We made it!
Thanks to going hard and going fast, as well as the collective effort of each of us, we've managed to do what almost no other country has done – brought Covid under control, lifted restrictions and returned to life largely as normal.
And while we need to continue to be cautious and guard against a second wave, the move to level 1 will be providing a sense of relief to business owners up and down the country.
This relief, however, will be short-lived as many businesses find themselves continuing the battle for survival against the darkening economic storm clouds.
Covid will have a long and lasting impact on our economy. Important sectors remain severely impacted by border closures, and international demand for our goods is likely to be depressed as the global economy continues to struggle for the foreseeable future.
When people start worrying about their jobs, they close their wallets. They delay making big purchases, they focus on only buying the essentials and they start staying at home.
And while some will be heartened by recent data showing retail spending rebounded by 70 per cent over May, chances are that this was pent-up demand supported by quick Government action to inject money into the economy.
News last week of closures and redundancies by some of the country's largest retailers is likely to only be the start of a winter of discontent for many businesses.
It is becoming clear that navigating the next few months will be challenging for every business owner – large or small. The priority must be on survival and being ready for recovery when the inevitable upswing eventually arrives.
But how do you survive until then?
The answer is to return to your first principles of business.
Firstly, remember your customer is the most important person in your business. Value them and understand them. Know that your customers have a choice of where to spend their hard-earned money, so make them want to spend it with you.
Repeat business will be key but you need to earn this. Strong customer service needs to be ingrained into your company culture. Every customer who walks through your front door or reaches out on the phone, via email or on your website needs to be made to feel like they are the most important person in the world.
This does not need to be complicated. In fact, it's the simple things that matter most. Service with a smile, going the extra mile, friendly professionalism and remembering that the reason you do what you do is about them.
Secondly, remember efficiency is the foundation for survival. Now is the time to be looking at every opportunity to reduce your costs and improve your cashflow. In doing this, be careful not to make change that will negatively impact the quality of your product or on your customer service.
Many businesses will have already been through this exercise during lockdown but repeat it and then repeat it again.
Are you on the best electricity plan? Have you reviewed your insurance?
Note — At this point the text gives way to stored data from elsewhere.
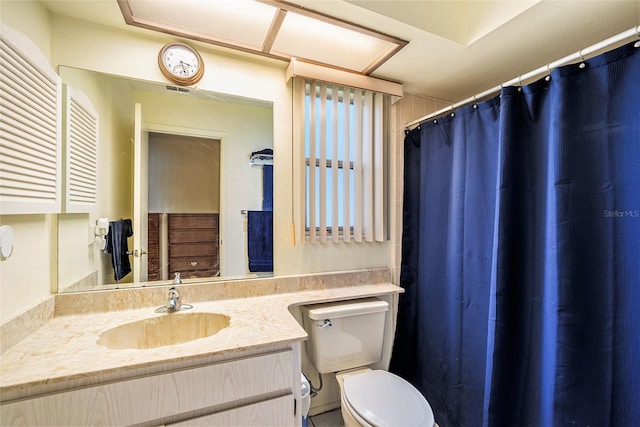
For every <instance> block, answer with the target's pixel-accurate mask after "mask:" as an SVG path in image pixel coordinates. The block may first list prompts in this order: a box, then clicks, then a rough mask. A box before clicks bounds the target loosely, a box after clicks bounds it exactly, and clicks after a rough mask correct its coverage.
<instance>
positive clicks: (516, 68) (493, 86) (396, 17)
mask: <svg viewBox="0 0 640 427" xmlns="http://www.w3.org/2000/svg"><path fill="white" fill-rule="evenodd" d="M1 1H3V2H4V1H8V0H1ZM20 1H24V0H20ZM290 1H291V2H292V3H295V5H296V6H297V7H299V8H306V9H310V10H314V11H317V12H320V13H321V14H324V15H329V16H333V17H336V18H339V19H340V20H344V21H348V22H351V23H353V24H355V25H356V26H362V27H367V28H373V29H375V30H376V31H378V32H381V33H384V34H393V35H394V36H397V37H399V38H401V39H403V40H408V41H409V44H408V45H406V46H405V47H404V48H402V49H401V50H400V51H399V52H397V53H396V54H395V55H393V57H391V58H389V59H388V60H387V61H386V62H385V63H384V64H382V65H381V66H380V67H378V68H377V69H376V70H375V71H374V72H372V74H371V75H372V76H374V77H379V78H383V79H387V80H393V81H398V82H402V83H403V88H404V92H405V93H416V94H421V95H425V96H429V97H434V98H439V99H442V100H446V101H448V102H451V103H454V102H458V101H461V100H463V99H466V98H468V97H471V96H473V95H475V94H478V93H480V92H483V91H485V90H487V89H489V88H492V87H495V86H497V85H500V84H501V83H503V82H506V81H509V80H511V79H513V78H516V77H517V76H519V75H521V74H524V73H527V72H529V71H531V70H533V69H536V68H539V67H542V66H544V65H545V64H548V63H550V62H553V61H556V60H558V59H560V58H563V57H565V56H567V55H570V54H572V53H575V52H578V51H579V50H580V49H583V48H586V47H588V46H591V45H593V44H595V43H597V42H599V41H602V40H604V39H606V38H609V37H612V36H614V35H616V34H619V33H621V32H623V31H627V30H629V29H630V28H633V27H634V26H637V25H638V24H640V1H638V0H606V1H603V0H593V1H590V0H581V1H575V0H541V1H537V2H535V1H530V0H523V1H515V0H508V1H507V0H493V1H491V0H482V1H479V0H469V1H467V2H464V1H462V0H460V1H450V0H449V1H444V0H443V1H436V0H408V1H404V0H348V1H347V0H290ZM42 3H43V4H45V5H46V7H47V8H48V9H49V10H50V11H51V12H52V13H54V14H57V15H61V16H67V17H70V18H72V19H79V20H83V21H85V22H89V23H92V24H99V25H104V26H107V27H110V28H112V29H114V30H116V31H128V32H133V33H137V34H138V35H142V36H143V37H144V36H145V34H144V33H147V35H146V36H149V35H151V34H150V32H149V31H147V30H145V29H142V28H139V27H133V26H131V25H127V24H126V23H125V22H124V20H123V18H122V13H121V11H120V8H119V7H118V3H117V2H116V0H94V1H77V0H42ZM149 3H155V1H150V0H149ZM171 3H172V4H173V5H174V11H175V13H176V14H177V15H182V14H183V11H182V8H180V10H177V9H175V5H176V4H178V2H177V1H174V2H171ZM532 3H533V4H532ZM180 4H182V2H180ZM524 5H526V6H527V7H526V8H525V7H524ZM519 7H522V10H519V9H518V8H519ZM385 8H386V9H385ZM456 8H457V9H456ZM465 8H466V12H465ZM216 22H217V21H216ZM153 35H154V37H156V36H157V38H158V39H159V40H164V41H165V42H167V43H169V42H172V41H176V38H175V37H172V36H170V35H166V34H162V33H158V32H155V31H154V32H153ZM210 46H211V50H212V51H213V50H218V51H225V52H226V53H228V52H229V51H228V49H227V48H222V47H217V46H214V45H210ZM200 48H203V46H200ZM317 48H319V47H317ZM323 48H324V49H325V50H330V49H331V48H332V46H331V45H329V46H324V47H323ZM236 52H237V51H236ZM243 55H245V56H246V55H247V54H246V53H243ZM256 58H265V57H256ZM265 59H266V60H267V61H273V60H270V59H268V58H265ZM272 63H273V62H272ZM283 68H284V64H283Z"/></svg>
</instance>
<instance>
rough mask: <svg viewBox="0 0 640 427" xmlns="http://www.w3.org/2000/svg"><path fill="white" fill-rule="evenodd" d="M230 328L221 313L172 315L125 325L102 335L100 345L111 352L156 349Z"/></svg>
mask: <svg viewBox="0 0 640 427" xmlns="http://www.w3.org/2000/svg"><path fill="white" fill-rule="evenodd" d="M227 326H229V316H226V315H224V314H219V313H171V314H164V315H162V316H157V317H150V318H148V319H142V320H137V321H135V322H130V323H125V324H123V325H120V326H116V327H114V328H111V329H108V330H106V331H104V332H103V333H101V334H100V338H98V344H100V345H103V346H105V347H107V348H112V349H125V348H137V349H145V348H156V347H162V346H165V345H173V344H180V343H185V342H189V341H193V340H197V339H199V338H206V337H210V336H211V335H214V334H216V333H218V332H219V331H221V330H222V329H224V328H226V327H227Z"/></svg>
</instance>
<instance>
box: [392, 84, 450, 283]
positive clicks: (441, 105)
mask: <svg viewBox="0 0 640 427" xmlns="http://www.w3.org/2000/svg"><path fill="white" fill-rule="evenodd" d="M448 105H451V102H449V101H442V100H437V99H434V98H430V97H426V96H422V95H416V94H410V93H405V94H404V97H403V98H402V99H400V100H398V101H397V102H396V103H395V104H394V105H393V108H392V114H391V124H390V125H391V147H390V150H389V151H390V153H391V159H390V162H389V163H390V168H391V176H392V180H391V185H390V193H389V200H390V204H391V209H390V224H391V243H392V245H393V247H392V249H391V269H392V277H393V279H394V283H396V284H399V283H400V281H399V278H400V264H401V262H402V197H403V191H404V176H403V174H404V135H405V125H406V124H407V123H411V122H412V121H414V120H417V119H419V118H421V117H424V116H426V115H427V114H431V113H434V112H436V111H438V110H440V109H442V108H445V107H447V106H448Z"/></svg>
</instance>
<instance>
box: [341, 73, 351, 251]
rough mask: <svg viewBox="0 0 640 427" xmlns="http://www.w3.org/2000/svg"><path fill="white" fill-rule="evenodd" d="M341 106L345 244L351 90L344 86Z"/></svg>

Have you talked to your landlord about your tenancy terms and have you chatted to your bank about how they can help support you through these times?
Review your staffing model, but be extremely careful. Good staff are hard to find, and they are the most important asset to your business. While cutting them might help improve your cashflow in the short-term, it could contribute to your business failure over the longer term.
Next, review your 4Ps: your product, price point, place and promotion.
The market has changed so you also need to change. Are you still providing what your customers want and are you providing it at the right price? During tough economic times, customers are more likely to shop for specials and hunt out bargains. Are you providing these? If you're in retail, is your store layout still appropriate? If you're in the service industry, do you need to rethink how you deliver your services to your customers?
Review your marketing budget but be careful about making drastic cuts. Your customers need to know what you are offering in order to spend their money with you. Marketing helps you grow your customer base, and that is exactly what you need to be doing in times like this. But ask yourselves if there are better ways to reach and talk to your customer.
Finally, remember the principle of location, location, location. While it might not be possible to easily change your physical location, ask yourself if you are making it as easy as possible for your customers to find you and to buy your product.
Are your opening hours aligned to when your customers are buying? Do you have a strong online presence and is it easy for your customers to use? And are you providing options to make it easy for your customers to pay for your goods?
While the business environment is really challenging right now, take heart that the world's largest brands have all faced periods in their history where they questioned whether they would make it. They adapted, evolved and changed and this grew them into the companies that they are today.
Remember that every challenge represents an opportunity. Embrace this opportunity and never be afraid of change. Doing this will position you well to thrive during the future recovery.
• Gary Rohloff is the co-founder and managing director of Laybuy.